Summary
As morning dawns, a group of dead sailors are washed onto the shore of the Gulf of Arabs. An anonymous person has brought the soldiers up from the shallow waters onto the beach. This person has buried the men in narrow graves and covered them with sand.
Analysis
The poem begins with a juxtaposition. The sailors are arriving at the Gulf of Arabs, which is framed as their purposeful destination. Yet the sailors are in fact “dead,” and are no longer able to purposefully travel. This haunting juxtaposition demonstrates the fruitlessness of war. During war, soldiers travel and fight in organized units, with the goal of invading or defending specific territory, or of accomplishing certain missions. Here, however, the sailors have arrived, but are not on a mission—they are already dead, pointing to the broader devastation caused by wartime efforts. Furthering this juxtaposition, the sailors arrive at their destination “[s]oftly and humbly,” rather than aggressively or stealthily, as one would typically expect when describing soldiers.
These lines also subtly but firmly establish the poem’s anti-war message. The poem points to the wide-scale devastation caused by war by using plurals to suggest that a great number of sailors have died—entire “convoys of dead sailors” wash onto the shore (Line 2). The poem also emphasizes the sailors’ passivity, demonstrating how they have been robbed of their agency, and their very lives, by the war. They have been killed due to the conflict, and even after their death the “morning rolls them in the foam”—here, Slessor uses personification to emphasize the indignity and passivity of the men’s experiences.
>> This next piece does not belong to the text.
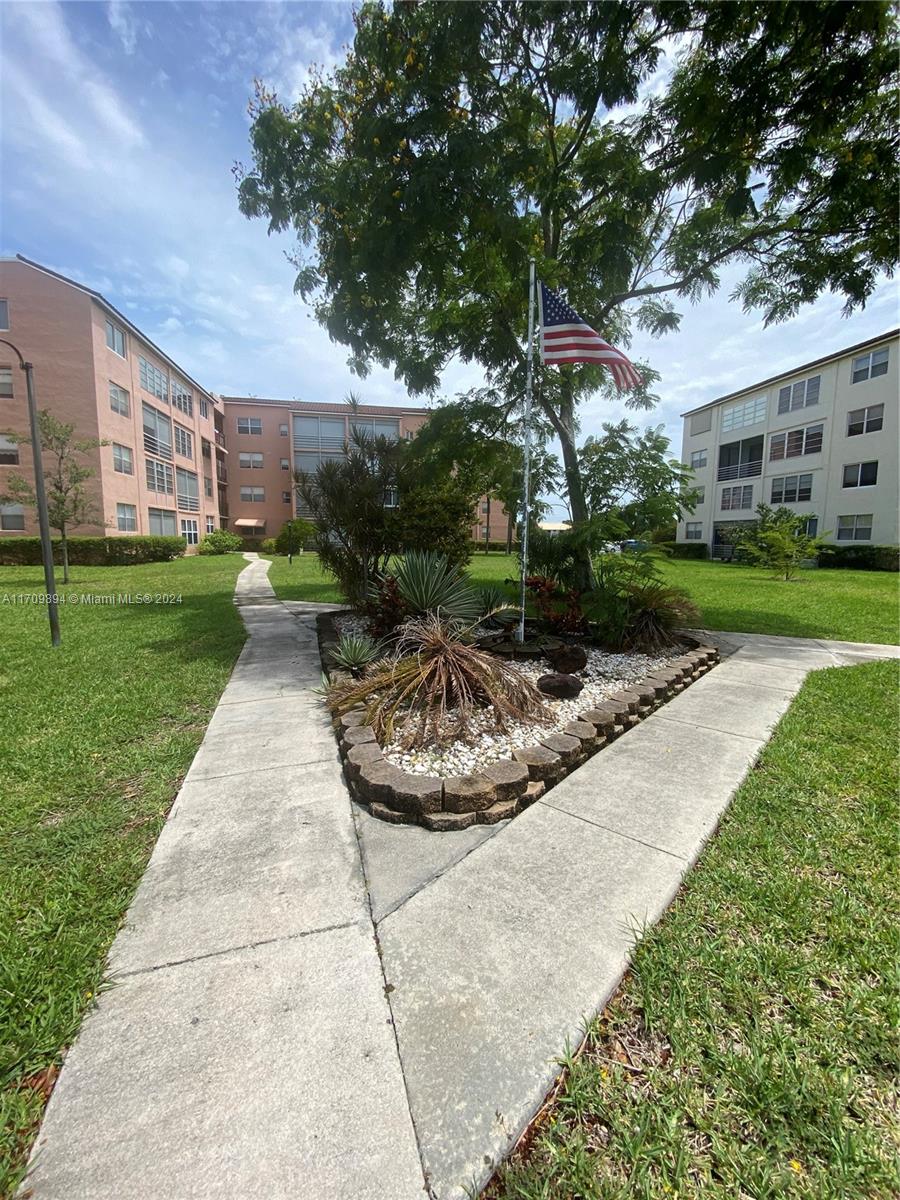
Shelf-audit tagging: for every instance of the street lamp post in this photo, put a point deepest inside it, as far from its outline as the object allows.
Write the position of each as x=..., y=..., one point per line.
x=40, y=496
Slessor also suggests that these men have lost their identities due to their experiences as soldiers. They “sway and wander” in the water, metaphorically reflecting how entire nations can become unmoored from their values in the pursuit of military victories.
While Stanza 1 exposes the bleak reality of war, Stanza 2 points to a moment of dignity and solemnity in this devastation. A person has found time in the midst of conflict to memorialize the dead sailors by burying them in makeshift graves on the beach. Slessor frames this action as a moment of calm during war’s violence and devastation—the person created the graves “[b]etween the sob and clubbing of the gunfire” (Line 4). Mimicking the motion of the waves that have washed up the dead sailors, war can be characterized by peaks (of violence) and troughs (of reflection and mourning). The shallow graves are described as “burrows,” which invokes imagery of foxholes, a type of position consisting of a shallow dip in the ground that troops can use to shelter against enemy fire or as a firing point. The fact that the unknown person has to “bury them in burrows” highlights that the logical conclusion of war is needless death—the men have gone from deliberately burying themselves in foxholes to shoot to being laid to rest in these burrows.